A former professor for President Barack Obama at Harvard Law School, Roberto Unger, said that the president has to be defeated in the upcoming presidential election. Unger made his comments in a video recently posted on YouTube. The video was posted back on May 22.
“President Obama must be defeated in the coming election,” Unger said. “He has failed to advance the progressive cause in the United States.” Unger went on to say that Obama has to lose the election so “the voice of democratic prophecy to speak once again in American life.”
Unger did say that if a Republican were to win the election for president, “there will be a cost … in judicial and administrative appointments.” He also said that “the risk of military adventurism” would not wind up being any worse with a Republican president than it would with Obama in the White House and that “the Democratic Party proposes no new direction.”

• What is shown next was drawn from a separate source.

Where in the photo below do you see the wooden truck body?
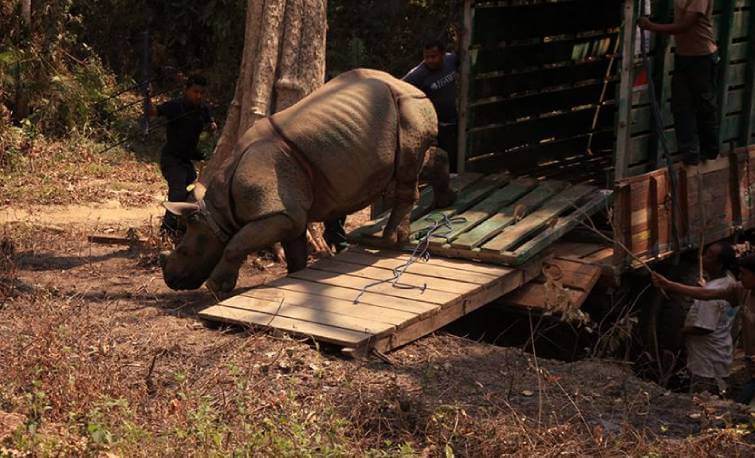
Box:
[459,0,755,274]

“Give the bond markets what they want, bail out the reckless so long as they are also rich, use fiscal and monetary stimulus to make up for the absence of any consequential broadening of economic and educational opportunity, sweeten the pill of disempowerment with a touch of tax fairness, even though the effect of any such tax reform is sure to be modest,” he said. “This is less a project than it is an abdication.”
Towards the end of the video, Unger claims that Obama pursued healthcare reform but at the cost of economic recovery for the country. “He has subordinated the broadening of economic and educational opportunity to the important but secondary issue of access to health care in the mistaken belief that he would be spared a fight. He has disguised his surrender with an empty appeal to tax justice.”

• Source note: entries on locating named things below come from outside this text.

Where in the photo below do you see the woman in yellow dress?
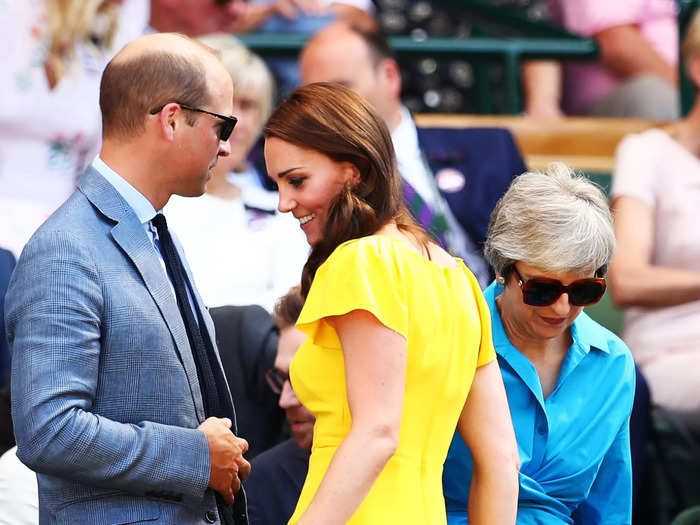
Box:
[264,83,518,525]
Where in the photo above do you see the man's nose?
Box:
[218,140,231,157]
[279,379,301,408]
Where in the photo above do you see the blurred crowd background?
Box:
[0,0,700,525]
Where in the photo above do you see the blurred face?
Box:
[151,0,246,36]
[499,262,593,341]
[217,90,261,173]
[265,137,359,246]
[299,29,398,128]
[173,68,233,197]
[275,326,315,450]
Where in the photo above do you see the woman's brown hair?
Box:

The rest of Unger’s complaints from the video, which you can see in this post, are as follows:
“His policy is financial confidence and food stamps.”
“He has spent trillions of dollars to rescue the moneyed interests and left workers and homeowners to their own devices.”
“He has delivered the politics of democracy to the rule of money.”
“He has disguised his surrender with an empty appeal to tax justice.”
“He has reduced justice to charity.”
“He has subordinated the broadening of economic and educational opportunity to the important but secondary issue of access to health care in the mistaken belief that he would be spared a fight.”
“He has evoked a politics of handholding, but no one changes the world without a struggle.”